Haraway never names her utopia, her vision of emancipated relations. She does
not go beyond professions of hope and the critique of domination. This restraint
comes from a precise sense of the historical lesson: utopia articulated tends to
become the pretext for—and even the name of—the methodical domination of
rationalization.
Haraway's originality, in terms equally valid for critical theory and SF, is
her notion of imagining utopia by moving through the heart of dystopia.
Recovering the cyborg from its role as ideological legitimator (for conservative
humanists and naive technophiles both), Haraway attempts to clear a new path for
utopian rationality through the sprawl of instrumental rationalization
4. The Cyborg Future is Unimaginable. Utopia has been the epic of
rationality.
Science fiction has been the epic of rationalization.
Utopia has told the story of the accession of true
rational relationships, often neglecting to imagine the instrumentality required
to give them a "body."
Science fiction has told the story of the heroic quest for tools of material
power, in a universe of proliferating instruments and mediations, often
neglecting to reflect on the purposes and varieties of power.
In "A Manifesto for Cyborgs," Haraway attempts to bridge the chasm between
the two imaginaries. In her ironic myth, the very power of instrumental
rationality to create the conditions that undermine the categorical basis of
substantive rationality carries it right out of its power to control its
systems—the way a projectile employs a gravity sling to boost its acceleration
with the aid of a planetary gravitational field.5
In this cyborg system, which is itself a "promising monster," Haraway
repeatedly calls for an intellectual alertness that will allow the possibilities
for utopian progress to be distinguished from technological domination:
[I]n the consciousness of our failures, we risk lapsing into boundless
differences and giving up on the confusing task of making partial, real
connection. Some differences are playful. Some are poles of world historical
domination. 'Epistemology' is about knowing the difference. (79)
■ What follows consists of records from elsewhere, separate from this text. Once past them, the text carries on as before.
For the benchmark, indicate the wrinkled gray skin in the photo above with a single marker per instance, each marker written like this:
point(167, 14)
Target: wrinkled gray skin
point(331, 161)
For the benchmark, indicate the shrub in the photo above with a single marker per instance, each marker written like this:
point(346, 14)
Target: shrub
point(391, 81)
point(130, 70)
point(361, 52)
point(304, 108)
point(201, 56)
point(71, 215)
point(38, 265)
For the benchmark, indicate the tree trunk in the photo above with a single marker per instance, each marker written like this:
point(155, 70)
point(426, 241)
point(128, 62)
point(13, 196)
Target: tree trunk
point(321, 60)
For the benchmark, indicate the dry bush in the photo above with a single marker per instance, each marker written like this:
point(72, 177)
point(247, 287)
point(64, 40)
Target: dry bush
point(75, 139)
Ambivalence toward the disrupted unities mediated by high-tech culture
requires not sorting consciousness into categories of 'clear-sighted critique
grounding a solid political epistemology,' but subtle understanding of
emerging pleasures, experiences and powers with serious potential for changing
the rules of the game. (91)
These are not immoderate claims. Still, one can question whether they are
grounded in theoretical necessity or in acts of will. One could argue that this
is a form of whistling in the dark, rather than the result of compelling
analysis. And indeed, it is out of the SF context that the rejoinder should
come. Fredric Jameson, in his essay "Progress Versus Utopia; or, Can We Imagine
the Future?" confronts the problem facing all people who try to imagine a
utopian negation of the totality of domination in present. Since the language of
the negation is itself part of the language of domination, there is an ironic
shadow cast over the conception of emancipated relations— or, to alter the
image, a Trojan Horse carried into the wish for the utopian future, from which
issue the terms and relations of the present, which then set out to colonize the
future. Jameson discerns this absolute terminus of language to be the informing aporia of SF. It is SF's
deepest vocation...to demonstrate and to dramatize our incapacity to
imagine the future, to body forth, through apparently full representations
which prove on closer inspection to be structurally and constitutively
impoverished, the atrophy of what Marcuse has called the utopian
imagination, the imagination of otherness and radical difference, and to
serve as unwitting and even unwilling vehicles for a meditation which, setting
forth for the unknown, finds itself irrevocably mired in the all-too familiar,
and thereby unexpectedly transformed into a contemplation of its own limits.
(153)
Reading Haraway's "Manifesto," I sometimes feel that the claims for
"epistemology"—the practice of seeing the difference between playful and
dominating differences—is merely a sleight of hand, a gesture against a
nihilism that might describe the undermining of patriarchal value just as well.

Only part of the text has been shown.